Hiroshige Utagawa 歌川 広重 (1797–1858), also known as Hiroshige Andō, is considered one of the most accomplished Japanese printmakers and landscape artists, along with Katsushika Hokusai (1760–1849). He specialized in fūkei-ga “landscapes” and meisho-e “scenes of famous places” with innovative compositions, vivid color and atmospheric perspective.
Hiroshige was born with the name Tokutaro Andō in 1797 in Edo (modern-day Tokyo). Around the same time as the death of both his parents in 1809, the 13 year-old Hiroshige assumed his father’s position in the Tokugawa Shogunate fire department, according to Edo period custom. His interest in art motivated him to apprentice under the ukiyo-e master Utagawa Toyoharu (1735–1814) from 1811, while continuing his work at the fire department until 1823. Utagawa was the most prominent school in printmaking during the Edo Period (1603–1868), specializing in vibrant, commercial prints of actors, images of beautiful women, famous places, and legends and myths that came to define the ukiyo-e genre. Hiroshige’s tutelage in the Utagawa atelier included study of Kanō and Shijō traditions of Japanese painting, Northern and Southern Chinese painting, and woodblock printmaking.

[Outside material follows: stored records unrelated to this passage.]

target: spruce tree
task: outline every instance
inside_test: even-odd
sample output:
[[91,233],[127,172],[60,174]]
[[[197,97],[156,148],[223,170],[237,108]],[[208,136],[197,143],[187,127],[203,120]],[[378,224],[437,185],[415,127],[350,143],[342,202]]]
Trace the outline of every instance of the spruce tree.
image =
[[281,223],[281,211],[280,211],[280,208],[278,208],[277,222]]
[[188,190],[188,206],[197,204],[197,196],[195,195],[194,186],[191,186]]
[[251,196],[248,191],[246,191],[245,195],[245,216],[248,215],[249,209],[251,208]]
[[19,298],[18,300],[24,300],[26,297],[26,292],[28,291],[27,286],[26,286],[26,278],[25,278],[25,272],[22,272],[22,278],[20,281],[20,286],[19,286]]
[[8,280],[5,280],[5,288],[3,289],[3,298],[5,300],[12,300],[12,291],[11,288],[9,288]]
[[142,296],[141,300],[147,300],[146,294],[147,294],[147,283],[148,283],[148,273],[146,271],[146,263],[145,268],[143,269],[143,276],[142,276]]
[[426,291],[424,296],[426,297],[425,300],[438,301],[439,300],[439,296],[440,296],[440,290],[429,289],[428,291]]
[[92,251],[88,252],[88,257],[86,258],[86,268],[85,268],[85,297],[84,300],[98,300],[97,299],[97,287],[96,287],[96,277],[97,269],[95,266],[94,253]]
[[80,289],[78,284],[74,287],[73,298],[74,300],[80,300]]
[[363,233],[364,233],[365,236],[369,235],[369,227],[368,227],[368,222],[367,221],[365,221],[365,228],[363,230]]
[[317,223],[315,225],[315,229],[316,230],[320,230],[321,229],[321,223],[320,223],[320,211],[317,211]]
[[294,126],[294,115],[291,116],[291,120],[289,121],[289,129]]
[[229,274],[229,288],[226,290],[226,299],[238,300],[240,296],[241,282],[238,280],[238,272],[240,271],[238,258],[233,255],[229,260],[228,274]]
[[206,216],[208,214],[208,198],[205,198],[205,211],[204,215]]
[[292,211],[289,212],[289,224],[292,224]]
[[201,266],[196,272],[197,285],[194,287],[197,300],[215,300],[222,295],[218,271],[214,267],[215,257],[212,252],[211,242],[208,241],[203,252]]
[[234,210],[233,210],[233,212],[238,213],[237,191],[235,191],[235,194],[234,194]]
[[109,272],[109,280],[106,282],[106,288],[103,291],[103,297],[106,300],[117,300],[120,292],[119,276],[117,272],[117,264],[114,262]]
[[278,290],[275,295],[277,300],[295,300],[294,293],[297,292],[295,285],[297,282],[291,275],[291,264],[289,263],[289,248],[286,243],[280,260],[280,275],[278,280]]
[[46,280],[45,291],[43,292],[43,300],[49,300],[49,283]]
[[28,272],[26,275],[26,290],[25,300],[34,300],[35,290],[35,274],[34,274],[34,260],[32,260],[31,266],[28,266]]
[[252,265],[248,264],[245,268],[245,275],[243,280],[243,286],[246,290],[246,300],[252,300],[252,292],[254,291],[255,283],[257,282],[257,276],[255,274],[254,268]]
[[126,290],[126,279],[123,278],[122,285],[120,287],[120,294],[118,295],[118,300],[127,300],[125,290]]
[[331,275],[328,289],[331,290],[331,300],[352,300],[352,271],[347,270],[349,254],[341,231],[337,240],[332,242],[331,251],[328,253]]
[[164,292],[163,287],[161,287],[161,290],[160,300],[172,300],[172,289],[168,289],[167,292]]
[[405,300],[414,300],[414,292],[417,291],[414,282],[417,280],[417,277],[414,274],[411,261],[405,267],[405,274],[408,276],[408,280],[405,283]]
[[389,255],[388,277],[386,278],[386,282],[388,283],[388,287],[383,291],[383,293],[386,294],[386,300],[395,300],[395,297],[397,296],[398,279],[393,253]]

The artist was officially adopted into the Utagawa school in 1812, which enabled him to take the artist name, Hiroshige Utagawa, and eventually focus solely on the landscape genre. His early work consisted of book illustrations and designs for prints portraying actors and beautiful women in a typical Utagawa school style that responded to popular market trends.
By the early 1830s, Hiroshige began to produce series of famous places that exhibited his talent in landscapes, soon to be his signature subject matter. His first landscape series, Eight Famous Views of Omi (ca. 1829/30), incorporated bird’s-eye, one-point perspective and cropped elements in the foreground, influenced by his teacher Toyoharu. In 1832, he made his first trip down the Tokaido Highway, joining an official procession sent by the Shogunate to deliver gift horses to the emperor in Kyoto. Hiroshige created 55 color prints based on sketches from the journey for the series Fifty-three Stations of the Tokaido (1833–34), which earned him widespread acclaim. It would be a subject that he would return to frequently throughout his career, producing over 16 editions of the Tokaido series in total.
Hiroshige’s immediate rise to fame motivated him to concentrate on landscapes that captured the ethos of each place, including details of people and animals in addition to the natural scenery. His exceptionally skilled depictions of atmospheric conditions of snow, rain, and mist made his work particularly admired. Hiroshige also often revisited the cityscapes of his hometown Edo (the largest city in the world at that time) series that culminated with his masterpiece One Hundred Views of Famous Places in Edo (1856–1859). The series had a profound impact on the Japonisme movement in France and influenced the work of artists around the world, including Claude Monet (1840–1926), Edgar Degas (1856–1859) and Vincent Van Gogh(1856–1859).
Hiroshige produced countless noteworthy landscape series including Famous Places of Kyoto (ca. 1834), Famous Places in the Sixty-Odd Provinces (1856–1858), and Thirty-Six Views of Mount Fuji (1852). He also sometimes collaborated with other Utagawa school artists to showcase his expertise in landscape. For example, for the series Sixty-Nine Stages of the Kisokaido (1834–1842) Hiroshige designed the landscape while Keisai Eisen (1790–1848) completed the figures. He also designed impressive bird and flower prints, drawing on earlier lineages of Chinese and Japanese painting and his observations of nature. In the late 1840s and 50s, Hiroshige also completed numerous triptychs of beautiful women. He trained a number of pupils who took his name, although none gained the same degree of prestige. In 1856, Hiroshige became a Buddhist monk and continued producing prints until succumbing to cholera in 1858.
Hiroshige’s work is part of major museum collections around the world including the Metropolitan Museum of Art, New York, Museum of Fine Arts, Boston, Los Angeles County Museum of Art, Freer Gallery of Art & Arthur M. Sackler Gallery, Washington D.C., Museum of Fine Arts, Houston, National Gallery of Art, London, Victoria and Albert Museum, London, Van Gogh Museum, Amsterdam, Tokyo National Museum, and Ukiyo-e Ōta Memorial Museum of Art. The artist’s Eight Views of Edo (1837–1838) are designated Important Cultural Properties by the Japanese Agency of Cultural Affairs.